If you have a jammed finger, you need to go to a medical professional right away. They can diagnose exactly what’s going on and force your finger to move again, in a way that’s as safe as possible.
The only thing you can do at the academy is to take an ibuprofen, possibly put ice on it, and then seek out medical attention.
Dislocated finger in BJJ
If you have a dislocated finger you will see your finger stuck in the wrong position, either sideways or folded over backwards.
This happens when somebody violently breaks your grip and your finger gets stuck in their gi or if you stomp your finger so hard on something that it folds over all the way backwards and is forced out of its socket (I’ve had that with my thumb).
A dislocated finger needs to be put back in the socket of the joint but it’s wise to ask a medical professional to do this as you can damage your tendons if you do it yourself.
You can’t train BJJ with a dislocated finger, but I don’t need to tell you that. You’ll know not to train when your finger is dislocated.
A dislocated finger hurts extremely. I’ve had my thumb dislocated and a finger broken (both outside of BJJ), and I’m not exaggerating if I say that the dislocated finger hurts at least 100 times more than the broken finger.

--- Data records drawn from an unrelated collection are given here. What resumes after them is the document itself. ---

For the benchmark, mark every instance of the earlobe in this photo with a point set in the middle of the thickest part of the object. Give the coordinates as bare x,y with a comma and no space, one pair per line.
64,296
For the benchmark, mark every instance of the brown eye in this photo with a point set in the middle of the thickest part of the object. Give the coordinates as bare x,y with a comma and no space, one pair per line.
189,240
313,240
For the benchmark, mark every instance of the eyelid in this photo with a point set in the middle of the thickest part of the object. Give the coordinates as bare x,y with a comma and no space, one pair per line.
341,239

Also, my thumb has never been the same after the dislocation. It’s always locked out when I wake up and locks out periodically during the day, and it hurts when I bend it. I basically have arthritis in my thumb now. So be careful with your fingers!
Broken finger from BJJ
There are different ways to get a broken finger in BJJ. One of the most common is when you are rolling and someone accidentally steps on your finger. This can happen to anyone, so you should be aware of your surroundings.
A broken finger hurts and it looks ugly. But it’s also a serious injury and you can’t really train without a cast for a while. So be careful.

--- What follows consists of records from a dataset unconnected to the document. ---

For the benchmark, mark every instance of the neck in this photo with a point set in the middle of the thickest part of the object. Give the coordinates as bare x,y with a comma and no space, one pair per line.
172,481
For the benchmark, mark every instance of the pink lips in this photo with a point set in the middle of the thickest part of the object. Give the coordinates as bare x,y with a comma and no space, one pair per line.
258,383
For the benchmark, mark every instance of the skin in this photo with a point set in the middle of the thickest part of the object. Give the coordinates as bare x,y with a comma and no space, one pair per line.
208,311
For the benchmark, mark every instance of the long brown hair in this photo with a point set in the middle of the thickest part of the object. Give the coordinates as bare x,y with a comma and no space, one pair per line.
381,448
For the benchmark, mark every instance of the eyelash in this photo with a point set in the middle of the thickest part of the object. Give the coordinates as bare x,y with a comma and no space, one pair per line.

If you think you broke a finger, go to the doctor. You shouldn’t continue training.
It may feel like you can continue training because broken fingers don’t always hurt so much (especially if you break one of the finger bones inside your hand, rather than your actual finger itself). I actually broke my finger like this once and was doing bench presses the next day, because I hadn’t gone to the doctor yet.
But, the doctor told me that if you train with a broken finger, it can get forced out of position and either heal up in the wrong position, or not heal up at all. So unfortunately you have to take a break from training jiu jitsu (or you can try to train with a cast) if you broke your finger.

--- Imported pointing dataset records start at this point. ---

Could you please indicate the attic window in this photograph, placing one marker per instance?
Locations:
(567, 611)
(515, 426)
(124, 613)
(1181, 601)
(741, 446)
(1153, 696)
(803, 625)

Final thoughts on common finger injuries in BJJ
Unfortunately, finger sprains and injuries are a part of the game for many people that train Brazilian jiu-jitsu.
But a lot of finger injuries can be prevented by adjusting your rolling style. just don’t hold onto your grips for dear life; let them go if you feel the tension build.
If you really have a lot of problems with your fingers you should consider whether you want to train nogi or gi BJJ, as no gi is much less hard on the fingers.
And remember that if you suspect you might have a serious finger injury, such as a dislocated finger or a broken finger, you should stop training Jiu Jitsu until you have sought medical advice from a professional.